Biographie
Fils du roi Jigme Dorji Wangchuck, il fait ses études secondaires comme élève interne au collège Saint-Joseph de Darjeeling, en Inde et au Royaume-Uni. Alors qu'il étudiait à Heatherdown Preparatory School (en) près d'Ascot à la fin des années 1960, Chögyam Trungpa Rinpoché fut son tuteur pour le bouddhisme.
À la mort de son père en 1972, il accède au trône. Il n'a que 17 ans. L'invitation de dignitaires étrangers lors de son couronnement le 2 juin 1974 marque la fin d'une longue période d'isolement du pays. Comme tous les rois du Bhoutan, il porte le titre de Druk Gyalpo (« roi dragon »).
Il poursuit la politique de son père, marquée par une lente modernisation, tout en essayant de préserver la culture bhoutanaise. En 1988, il instaure la politique du Driglam Namzha (« Étiquette et bonnes manières »), qui impose à tous les citoyens de porter les vêtements traditionnels en public et l'apprentissage du dzongkha, la langue nationale, dans les écoles. La même année, il réduit volontairement le périmètre de son pouvoir absolu et gouverne ensuite avec les conseils du gouvernement. À la fin de 2003, il ordonne la première campagne militaire bhoutanaise depuis bien plus d'un siècle pour expulser les séparatistes d'Assam qui utilisent le territoire bhoutanais pour lancer des raids contre leurs cibles en Inde. Des campagnes sont également lancées contre des séparatistes népalais dans le Sud du pays.

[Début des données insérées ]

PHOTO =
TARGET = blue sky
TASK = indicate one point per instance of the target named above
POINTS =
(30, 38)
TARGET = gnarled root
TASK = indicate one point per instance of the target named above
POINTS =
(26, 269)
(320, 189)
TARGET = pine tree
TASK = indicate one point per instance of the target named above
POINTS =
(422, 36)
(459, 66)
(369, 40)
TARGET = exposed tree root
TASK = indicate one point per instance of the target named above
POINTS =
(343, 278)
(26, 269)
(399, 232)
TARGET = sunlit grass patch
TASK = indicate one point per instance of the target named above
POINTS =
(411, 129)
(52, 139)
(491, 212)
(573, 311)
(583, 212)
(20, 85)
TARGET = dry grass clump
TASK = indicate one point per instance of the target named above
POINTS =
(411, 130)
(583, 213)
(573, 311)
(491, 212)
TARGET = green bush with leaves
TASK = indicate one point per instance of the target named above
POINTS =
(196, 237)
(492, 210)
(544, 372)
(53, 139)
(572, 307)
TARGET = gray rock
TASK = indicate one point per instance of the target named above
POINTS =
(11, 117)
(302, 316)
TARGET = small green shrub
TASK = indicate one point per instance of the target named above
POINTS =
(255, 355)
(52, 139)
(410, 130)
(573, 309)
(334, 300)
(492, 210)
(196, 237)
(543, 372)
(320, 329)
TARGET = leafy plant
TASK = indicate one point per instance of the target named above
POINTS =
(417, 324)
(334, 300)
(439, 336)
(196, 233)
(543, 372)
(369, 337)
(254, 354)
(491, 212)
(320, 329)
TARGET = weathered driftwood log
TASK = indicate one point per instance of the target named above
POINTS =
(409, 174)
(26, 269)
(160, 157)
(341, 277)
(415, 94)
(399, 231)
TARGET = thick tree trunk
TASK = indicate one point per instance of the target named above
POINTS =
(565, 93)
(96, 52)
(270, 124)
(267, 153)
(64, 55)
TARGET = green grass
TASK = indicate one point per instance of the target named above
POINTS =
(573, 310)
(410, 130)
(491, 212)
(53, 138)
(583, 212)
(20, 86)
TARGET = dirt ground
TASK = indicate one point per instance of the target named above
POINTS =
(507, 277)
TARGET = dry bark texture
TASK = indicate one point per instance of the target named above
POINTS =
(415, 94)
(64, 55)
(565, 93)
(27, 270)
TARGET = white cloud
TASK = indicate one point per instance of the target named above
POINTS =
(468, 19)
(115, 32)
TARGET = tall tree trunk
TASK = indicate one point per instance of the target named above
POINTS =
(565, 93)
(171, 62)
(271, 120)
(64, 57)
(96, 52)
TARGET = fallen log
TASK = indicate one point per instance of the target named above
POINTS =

Par tous les moyens, il maintient un style de vie simple, préférant travailler dans une petite cabane en bois hors de la capitale Thimphu, plutôt que dans le palais-forteresse utilisé par ses quatre reines (toutes sœurs) et l'Assemblée nationale.
En Occident, il se fait remarquer par son objectif affiché de maximisation du Bonheur national brut dans son pays plutôt que du Produit national brut.
Le 16 juillet 2006, le roi Jigme Singye est nommé à son insu « guide honorifique du Mouvement raëlien », la secte du leader Claude Vorilhon, par les Raëliens eux-mêmes. Il n'a jamais rencontré aucun dignitaire de ce mouvement sectaire et ne s'en réclame pas.
De ses différentes unions, il a dix enfants (cinq fils et cinq filles), dont plusieurs ont reçu une éducation à l'étranger.
Le 14 décembre 2006, il abdique en faveur de son fils aîné, le prince Jigme Khesar, mettant ainsi en pratique sa formule selon laquelle : « Pourquoi couronner un héritier seulement quand la nation est en deuil du dernier roi ? ».